- Central bank cut banks’ net dollar opening positions
- Move boosts liquidity by more than $30 million
- Stx down; Volume, turnover lowest in two months (Adds rupee, stocks close)
( 02 March 2012, Colombo, Sri Lanka Guardian) Sri Lanka’s rupee rose sharply in early trade on Friday after the central bank slashed commercial banks’ net dollar opening positions, but retreated to close at marginally stronger.
The rupee touched 119.00 a dollar, a gain of 2.8 percent from Thursday’s close of 122.25/40, in early trading after the central bank’s order boosted dollar supply in the market.

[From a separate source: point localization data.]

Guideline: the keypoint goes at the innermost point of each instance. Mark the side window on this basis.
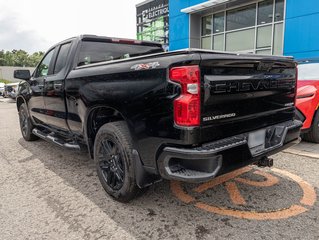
(62, 57)
(43, 68)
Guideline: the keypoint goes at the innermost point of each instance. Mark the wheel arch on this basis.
(19, 101)
(96, 117)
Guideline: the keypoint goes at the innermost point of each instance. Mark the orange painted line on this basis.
(270, 180)
(221, 179)
(309, 194)
(280, 214)
(178, 191)
(234, 193)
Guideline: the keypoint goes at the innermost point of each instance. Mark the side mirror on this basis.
(22, 74)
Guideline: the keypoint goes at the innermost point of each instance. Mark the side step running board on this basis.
(58, 141)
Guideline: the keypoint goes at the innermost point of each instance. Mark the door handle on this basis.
(57, 86)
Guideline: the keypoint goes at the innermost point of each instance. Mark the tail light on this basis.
(187, 105)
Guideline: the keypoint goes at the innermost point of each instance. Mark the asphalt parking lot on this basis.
(51, 193)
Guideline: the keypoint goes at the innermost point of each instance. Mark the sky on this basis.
(36, 25)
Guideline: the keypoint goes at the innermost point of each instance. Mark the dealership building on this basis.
(280, 27)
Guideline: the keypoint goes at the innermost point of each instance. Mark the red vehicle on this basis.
(307, 101)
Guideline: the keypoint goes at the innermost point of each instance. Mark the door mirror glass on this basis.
(22, 74)
(43, 67)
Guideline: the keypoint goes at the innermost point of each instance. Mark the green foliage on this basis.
(4, 81)
(20, 58)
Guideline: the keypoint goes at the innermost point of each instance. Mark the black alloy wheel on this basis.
(111, 164)
(113, 156)
(23, 117)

But by the close, it had retreated to 121.40/70, 0.7 percent firmer on the day but snapping a week-long weakening trend.
The central bank cut commercial banks’ net dollar opening positions to a third to square off banks’ deficit and surplus, A.A.M. Thasim, additional director at the central bank’s international operations department, told Reuters.
“Some banks with surplus dollars unwound their position in the early trade, but later the rupee fell due to importer dollar demand,” said a currency trader on condition of anonymity.
The central bank, after spending more than $2.7 billion in foreign exchange reserves in the second half of 2011 to fend off depreciation, last month changed its policy of protecting a specific exchange rate.
But it has intervened once already, pulled a handful of regulatory levers and engaged in moral suasion to keep the rupee from falling further.
The central bank wants to ensure foreign investors do not cash in the more than $2 billion they have placed in rupee-denominated securities.
A Reuters monthly forex poll on Wednesday forecast the rupee to fall as far as 128.50 by the end of August.
The rupee has fallen 5.7 percent since Feb. 9, when the central bank stopped defending it.
The stock market meanwhile closed down, hindered by as concerns over slowing economic growth, rising interest rates and broadly flat December quarter profits.
The main share index edged down 0.17 percent or 9.49 points to hit 5,460.19.
The cumulative December quarter earnings from 217 companies released so far is flat year-on-year, according to data from John Keells Stockbrokers.
“Interest rates are going up and companies are also feeling it,” Harsha Fernando, head of SC Securities, told Reuters. “I am very much concerned about the interest rates, because it will not encourage people to come to the market, it will affect companies’ performance.”
Foreign investors bought shares worth 95.6 million Sri Lanka rupees ($782,300), extending the offshore net foreign inflow to 2.31 billion rupees so far this year, after a net outflow of 19.1 billion last year.
The day’s turnover was 403.2 million rupees and the volume was 15 million, the lowest levels since early January.
The oil palms sector led the way down with 14.7 percent loss in Selinsing PLC.